Si votre commission a ainsi souhaité préciser les missions de
l'observatoire, elle n'a pas jugé opportun d'en déterminer la
composition et les règles de fonctionnement qui, non seulement,
relèvent du domaine réglementaire, mais devraient
également faire l'objet d'une négociation entre les
différents centres de recherches concernés.
Les différentes auditions auxquelles votre rapporteur a
procédé l'ont néanmoins conduit à imaginer ce que
pourraient être les principales caractéristiques de ce laboratoire.
S'agissant de la nature juridique de cet organisme, il semble que la formule du
Groupement d'intérêt public (GIP) soit la plus adaptée.
Dotant l'observatoire d'une personnalité morale, le GIP permettrait de
lui confier une réelle autonomie de gestion.

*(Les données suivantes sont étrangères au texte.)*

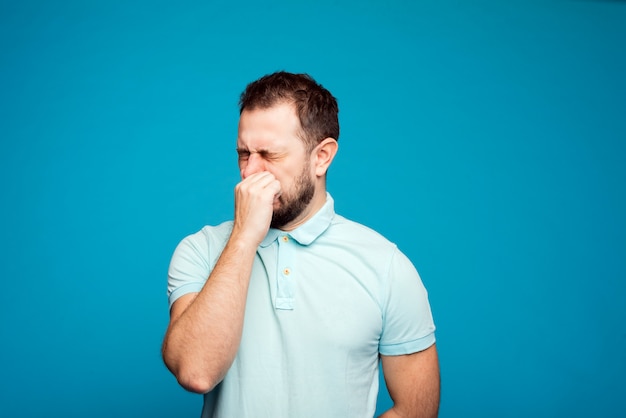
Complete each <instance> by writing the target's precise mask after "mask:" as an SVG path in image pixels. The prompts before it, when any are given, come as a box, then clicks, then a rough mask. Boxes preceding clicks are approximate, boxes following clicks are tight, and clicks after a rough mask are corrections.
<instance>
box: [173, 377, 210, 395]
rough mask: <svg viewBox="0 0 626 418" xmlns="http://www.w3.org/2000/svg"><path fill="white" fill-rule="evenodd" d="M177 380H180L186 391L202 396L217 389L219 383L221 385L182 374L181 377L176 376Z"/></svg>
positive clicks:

La loi du 15 juillet 1982 d'orientation et de programmation pour la
recherche et le développement technologique en France prévoit, en
effet, que "
des groupements d'intérêt public dotés
de la personnalité morale et de l'autonomie financière peuvent
être constitués entre les établissements publics ayant une
activité de recherche et de développement technologique, entre
l'un ou plusieurs d'entre eux et une ou plusieurs personnes morales de droit
public ou de droit privé pour exercer ensemble, pendant une durée
déterminée, des activités de recherche ou de
développement technologique, ou gérer des équipements
d'intérêt commun nécessaires à ces
activités.
"
Il semble, par ailleurs, souhaitable qu'outre les différents organes
prévus par le statut des GIP, l'observatoire soit doté d'un
conseil d'orientation réunissant des scientifiques de réputation
internationale afin d'asseoir la crédibilité et la
notoriété de l'observatoire au sein du public et de la
communauté scientifique internationale.
*
* *
Sous réserve de ces observations, votre commission vous demande d'adopter la proposition de loi dans le texte résultant de ses conclusions, tel qu'il est inclus dans le présent rapport.